Jackson County officials sent out an appeal last week to local cities for help to reopen libraries.
Addressed to the mayors and council members and interested parties of each community, the July 10 letter states the county has made a $38.9 million investment in the libraries after voters approved bonds in 2000. By law, the money can only be used for library construction.
"I know you likely agree that it is unacceptable for our public libraries to be closed," stated County Administrator Danny Jordan. "We need to find a long-term solution for operating the libraries when we do open again, and it is clear we are not going to be able to do that without the help from each of the local communities and jurisdictions."
The letter explains how the county lost $23 million annually from the federal government, forcing the closure of all 15 libraries on April 6.
Jordan said he is often asked why the county can't reopen libraries after receiving an emergency one-year extension of the Secure Rural Schools and Community Self Determination Act.
He said if the county decided to use the money for libraries, it would take two months to reopen them. Once reopened, the county would be looking at shutting them down again in five to six months, resulting in additional costs to close them down.
Voters have twice rejected a property tax increase to keep all libraries open, so Jordan said the communities and the county will have to find a different solution.
One possibility is outsourcing the operation of the libraries to a private company. The county has sent out a request for proposals recently that should elicit a response by next month. In particular, the county is expecting a bid from Library Systems and Services LLC (known by the acronym LSSI), a Maryland firm that specializes in running public libraries.
"A private company may be able to operate the libraries at a lower cost," stated Jordan.
The letter asks cities to respond within 30 days.
"Does the city have an interest in opening/funding the library in the community?" the letter asks. "What alternative uses, options and/or methods of operations might you propose to the Board of Commissioners for consideration?"
Ashland has been the only city so far that has decided to place a property tax levy on the September ballot to raise $1 million annually to operate the second-biggest library in the county.
Phoenix Mayor Carlos DeBritto said the residents of his city don't appear to want to pass a levy to run the library and the city doesn't have the money.
After the residents of Phoenix rejected the past two levies, he doesn't think it would fly because people are tired of paying high taxes.

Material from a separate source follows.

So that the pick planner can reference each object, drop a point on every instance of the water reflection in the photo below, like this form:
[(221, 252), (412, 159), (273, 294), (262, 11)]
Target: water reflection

"I get the sense they could care less about the library," he said. "As long as there is a library in the area, Phoenix doesn't need one."
He's hoping that both the Medford and Ashland libraries reopen, which he said should satisfy much of the need for a library for residents of his city. "We certainly need one," he said. "I don't question that at all."
He suggested a bookmobile as one relatively inexpensive alternative to having a library locally, or having the local schools offer some kind of library service.
DeBritto said the Phoenix City Council will discuss the county's letter Monday night.
Central Point Mayor Hank Williams said he wants to see a better plan for running the libraries before his city would commit to anything.
"There is no question that libraries could be operated for less money than they have been done," he said.
He didn't rule out the possibility of his city helping pay for library services once the county finds out if it can be done more cheaply.
"We'd look at it," he said.
However, he said his city is concerned that it didn't receive the same level of service as other branches previously.
Williams said it would take several weeks to more than a month to respond to the county's letter because many city officials will be on vacation this month.
Shady Cove Mayor Ruth Keith, who said the county's letter is a topic of discussion on the council's agenda next week, didn't think her city would have the money to help fund the library.
"I find that rather amusing — poor little Shady Cove," she said, adding that her opinions don't reflect those of the council.
She said residents are dismayed at the prospect of having a new library built that might never be opened. At the same time, she said, "Most people can't imagine there are no libraries."